Now, researchers in Thailand say it can be as effective as omeprazole – a drug used to reduce excess stomach acid – for treating indigestion symptoms. They have just published the first study of its kind in the journal BMJ Evidence-Based Medicine under the title “Curcumin and proton pump inhibitors for functional dyspepsia: A randomized, double-blind controlled trial.”

Dyspepsia is a common disorder, for which patients usually try behavioral and diet modifications and over-the-counter drugs before seeing a physician, who will probably prescribe omeprazole. This drug is a proton pump inhibitor (PPI) used to treat functional dyspepsia, the symptoms of which include feeling excessively full after food (postprandial fullness), feeling full after only a little food (early satiety), and pain and/or burning sensation in the stomach and/or food pipe (epigastric pain).

Turmeric is derived from the root of the Curcuma longa plant. It hasn’t been clear how well it compares with conventional drugs for indigestion, largely because there have been no head-to-head studies.The researchers randomly assigned 206 patients aged 18 to 70 with recurrent upset stomach (functional dyspepsia) of unknown cause, recruited from hospitals in Thailand between 2019 and 2021, to one of three treatment groups for a period of 28 days. These were: turmeric (two large 250 mg. capsules of curcumin four times a day) and one small placebo capsule (69 patients); omeprazole (one small, 20 mg. capsule daily, and two large placebo capsules four times a day (68 patients); and turmeric plus omeprazole (69 patients). Patients in all three groups had similar clinical characteristics and indigestion scores and were reassessed after 28 days and then again after 56 days.

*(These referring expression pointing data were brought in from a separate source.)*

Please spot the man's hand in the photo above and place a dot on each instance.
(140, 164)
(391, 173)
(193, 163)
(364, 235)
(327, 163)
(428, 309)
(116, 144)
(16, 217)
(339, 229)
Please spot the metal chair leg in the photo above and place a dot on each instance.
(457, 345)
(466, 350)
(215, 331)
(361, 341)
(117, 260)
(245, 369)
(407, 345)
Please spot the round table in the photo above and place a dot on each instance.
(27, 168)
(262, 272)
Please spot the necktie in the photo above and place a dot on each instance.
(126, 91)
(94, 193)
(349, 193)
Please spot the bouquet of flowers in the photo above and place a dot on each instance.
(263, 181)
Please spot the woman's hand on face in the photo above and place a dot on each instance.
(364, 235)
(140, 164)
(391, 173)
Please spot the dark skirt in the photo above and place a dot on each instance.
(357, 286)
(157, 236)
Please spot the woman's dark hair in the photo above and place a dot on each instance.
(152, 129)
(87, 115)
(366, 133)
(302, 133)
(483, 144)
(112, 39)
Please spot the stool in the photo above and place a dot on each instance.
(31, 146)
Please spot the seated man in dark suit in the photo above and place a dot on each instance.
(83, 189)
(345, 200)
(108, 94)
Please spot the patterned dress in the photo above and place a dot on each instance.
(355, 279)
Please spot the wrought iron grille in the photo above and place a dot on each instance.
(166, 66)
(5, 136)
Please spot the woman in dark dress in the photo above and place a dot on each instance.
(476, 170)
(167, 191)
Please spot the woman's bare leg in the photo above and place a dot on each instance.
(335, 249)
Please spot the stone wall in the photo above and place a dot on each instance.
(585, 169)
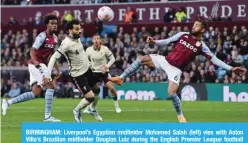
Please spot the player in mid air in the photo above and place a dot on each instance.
(79, 69)
(187, 47)
(101, 59)
(41, 50)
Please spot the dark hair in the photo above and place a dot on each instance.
(204, 24)
(48, 17)
(70, 24)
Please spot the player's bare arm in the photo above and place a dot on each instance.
(57, 70)
(33, 57)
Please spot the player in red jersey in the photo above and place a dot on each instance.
(40, 53)
(187, 47)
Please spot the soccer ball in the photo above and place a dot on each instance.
(188, 93)
(105, 13)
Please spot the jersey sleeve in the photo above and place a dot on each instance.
(170, 40)
(108, 53)
(206, 52)
(63, 48)
(110, 57)
(88, 53)
(210, 56)
(39, 40)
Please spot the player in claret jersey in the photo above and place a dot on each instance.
(187, 47)
(40, 53)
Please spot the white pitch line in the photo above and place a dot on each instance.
(28, 109)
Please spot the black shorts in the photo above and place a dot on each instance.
(85, 82)
(102, 76)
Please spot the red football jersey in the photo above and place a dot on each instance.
(44, 47)
(187, 47)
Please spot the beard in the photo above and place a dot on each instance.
(195, 33)
(76, 36)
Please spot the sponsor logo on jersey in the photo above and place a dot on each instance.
(49, 46)
(198, 43)
(188, 45)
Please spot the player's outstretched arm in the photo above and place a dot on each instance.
(39, 40)
(111, 58)
(52, 62)
(166, 41)
(209, 55)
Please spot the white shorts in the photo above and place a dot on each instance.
(173, 73)
(37, 75)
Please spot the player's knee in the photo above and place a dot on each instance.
(142, 58)
(50, 85)
(172, 92)
(36, 91)
(96, 90)
(90, 99)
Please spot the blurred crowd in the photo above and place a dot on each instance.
(180, 16)
(230, 45)
(36, 2)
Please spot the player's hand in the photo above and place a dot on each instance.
(46, 80)
(57, 75)
(37, 64)
(150, 40)
(104, 69)
(238, 70)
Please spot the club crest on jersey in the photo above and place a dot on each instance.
(198, 44)
(189, 46)
(49, 46)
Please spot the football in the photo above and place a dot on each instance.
(105, 13)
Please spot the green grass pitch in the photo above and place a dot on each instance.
(132, 111)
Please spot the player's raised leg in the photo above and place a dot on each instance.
(142, 60)
(93, 107)
(87, 100)
(49, 102)
(36, 90)
(113, 91)
(172, 92)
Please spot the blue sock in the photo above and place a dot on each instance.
(49, 102)
(177, 104)
(21, 98)
(131, 69)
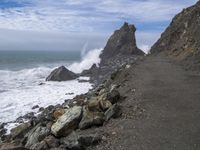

Their scores indicated significant reductions in the severity of symptoms by the 28th day for pain and other symptoms for those in the combined curcumin-alone, and omeprazole-alone groups. These improvements were even stronger after 56 days for pain and other symptoms. No serious side effects were reported, although liver function tests indicated some level of deterioration among curcumin users who were overweight. Although larger, long-term studies are needed, the researchers concluded that their multicenter, randomized, controlled trial provides highly reliable evidence for the treatment of functional dyspepsia, adding that “the new findings from our study may justify considering curcumin in clinical practice.